L’improvvisa frenata economica causata dalle misure di contenimento di Covid-19 porterà quest’anno a una recessione globale. Questo, secondo S&P Global Ratings metterà il credito sotto un’intensa pressione a livello mondiale. Avvicinando lo spauracchio di una serie di default a catena.
In un report reso pubblico oggi e intitolato “COVID-19 Credit Update: The Sudden Economic Stop Will bring intense Credit Pressure“, l’agenzia americana cita un crollo del flusso di cassa unito a condizioni di finanziamento molto più restrittive. Nonché il contemporaneo shock del prezzo del petrolio, danneggeranno l’affidabilità creditizia.
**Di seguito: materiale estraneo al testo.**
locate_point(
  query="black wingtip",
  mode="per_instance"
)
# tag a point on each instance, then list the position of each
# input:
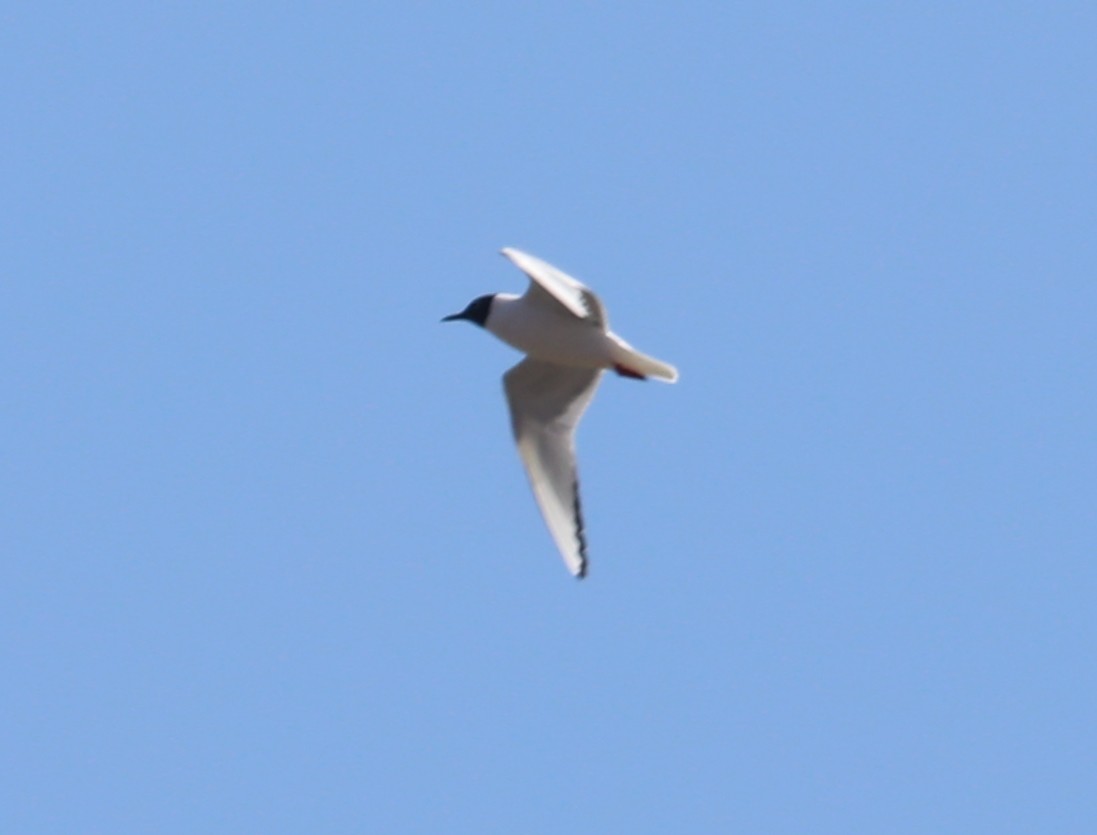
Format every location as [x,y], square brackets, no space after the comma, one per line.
[579,531]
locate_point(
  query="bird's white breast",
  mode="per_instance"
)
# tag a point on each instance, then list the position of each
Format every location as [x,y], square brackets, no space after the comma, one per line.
[545,334]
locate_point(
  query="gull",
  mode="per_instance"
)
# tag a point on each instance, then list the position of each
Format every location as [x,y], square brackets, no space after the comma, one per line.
[562,328]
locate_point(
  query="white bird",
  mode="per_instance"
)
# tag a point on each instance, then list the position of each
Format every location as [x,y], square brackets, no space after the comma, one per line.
[562,328]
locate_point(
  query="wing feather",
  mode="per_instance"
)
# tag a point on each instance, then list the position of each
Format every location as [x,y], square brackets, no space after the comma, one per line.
[546,402]
[553,285]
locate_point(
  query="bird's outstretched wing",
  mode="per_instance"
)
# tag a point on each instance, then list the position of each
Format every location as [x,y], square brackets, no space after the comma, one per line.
[555,286]
[546,402]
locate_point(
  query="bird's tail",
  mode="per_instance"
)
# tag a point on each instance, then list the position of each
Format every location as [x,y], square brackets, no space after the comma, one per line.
[631,362]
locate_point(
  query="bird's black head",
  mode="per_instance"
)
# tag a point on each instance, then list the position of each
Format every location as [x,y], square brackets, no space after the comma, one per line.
[476,312]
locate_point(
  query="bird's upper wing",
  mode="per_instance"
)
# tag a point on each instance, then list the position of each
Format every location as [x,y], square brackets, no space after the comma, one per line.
[546,402]
[555,286]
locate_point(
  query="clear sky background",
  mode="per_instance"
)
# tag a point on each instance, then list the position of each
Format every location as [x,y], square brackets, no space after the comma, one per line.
[270,562]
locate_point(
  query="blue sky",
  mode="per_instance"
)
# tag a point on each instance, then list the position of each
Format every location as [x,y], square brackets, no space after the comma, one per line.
[270,561]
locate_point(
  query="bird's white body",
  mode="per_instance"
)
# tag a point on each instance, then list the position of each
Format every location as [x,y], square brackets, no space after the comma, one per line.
[563,329]
[551,335]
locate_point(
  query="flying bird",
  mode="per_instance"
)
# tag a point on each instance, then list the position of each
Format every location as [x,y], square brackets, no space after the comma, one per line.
[562,328]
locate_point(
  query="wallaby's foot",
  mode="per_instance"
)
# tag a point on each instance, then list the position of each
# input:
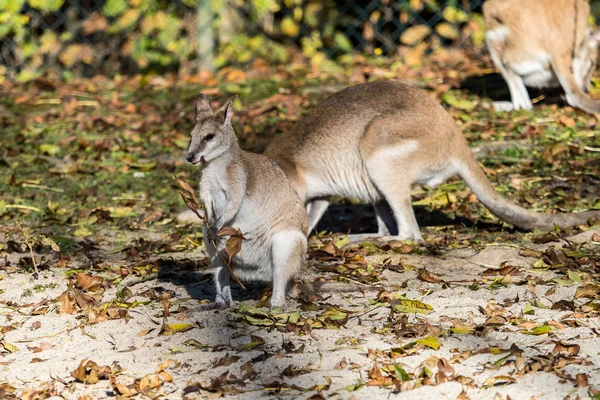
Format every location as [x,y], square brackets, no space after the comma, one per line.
[413,237]
[210,307]
[503,106]
[188,217]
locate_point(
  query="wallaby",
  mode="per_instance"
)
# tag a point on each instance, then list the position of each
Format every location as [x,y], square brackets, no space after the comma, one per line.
[250,192]
[373,141]
[542,43]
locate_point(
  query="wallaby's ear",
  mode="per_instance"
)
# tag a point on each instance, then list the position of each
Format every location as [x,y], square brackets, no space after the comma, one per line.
[227,112]
[201,104]
[595,36]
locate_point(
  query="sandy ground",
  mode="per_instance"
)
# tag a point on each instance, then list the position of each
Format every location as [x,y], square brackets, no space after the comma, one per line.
[474,329]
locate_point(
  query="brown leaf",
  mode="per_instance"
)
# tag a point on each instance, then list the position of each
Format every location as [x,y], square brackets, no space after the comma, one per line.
[427,276]
[561,347]
[445,367]
[150,382]
[189,197]
[89,372]
[590,290]
[463,396]
[66,306]
[226,361]
[564,305]
[165,365]
[502,271]
[582,380]
[496,320]
[87,282]
[234,243]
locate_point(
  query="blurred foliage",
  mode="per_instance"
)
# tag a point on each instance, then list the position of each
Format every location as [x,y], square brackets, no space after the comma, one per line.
[103,37]
[129,36]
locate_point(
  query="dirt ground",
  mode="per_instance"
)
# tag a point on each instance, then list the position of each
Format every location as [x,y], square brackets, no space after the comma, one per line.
[88,198]
[508,320]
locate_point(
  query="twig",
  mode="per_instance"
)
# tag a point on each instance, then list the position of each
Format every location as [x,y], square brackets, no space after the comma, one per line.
[49,336]
[191,201]
[227,264]
[588,148]
[23,207]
S&P Global Ratings vede balzo casi di default
“Questi fattori”, dice Alexandra Dimitrijevic, responsabile della ricerca globale di S&P Global Ratings, “determineranno probabilmente un’impennata dei casi di default“. Il tasso di insolvenza sulle società non finanziarie negli Stati Uniti potrebbe superare il 10%. E raggiungere il 5-10% in Europa nei prossimi 12 mesi.
L’entità dell’impatto varierà in modo significativo a seconda dei settori e della classe di asset. “Una contrazione dell’economia pesante ma relativamente breve (il nostro scenario di base) interesserà probabilmente soprattutto i crediti più deboli”. Oppure quelli dei settori più direttamente esposti.
Ma “una recessione prolungata, al di là dello scenario di base, avrebbe implicazioni più ampie”, conclude Dimitrijevic.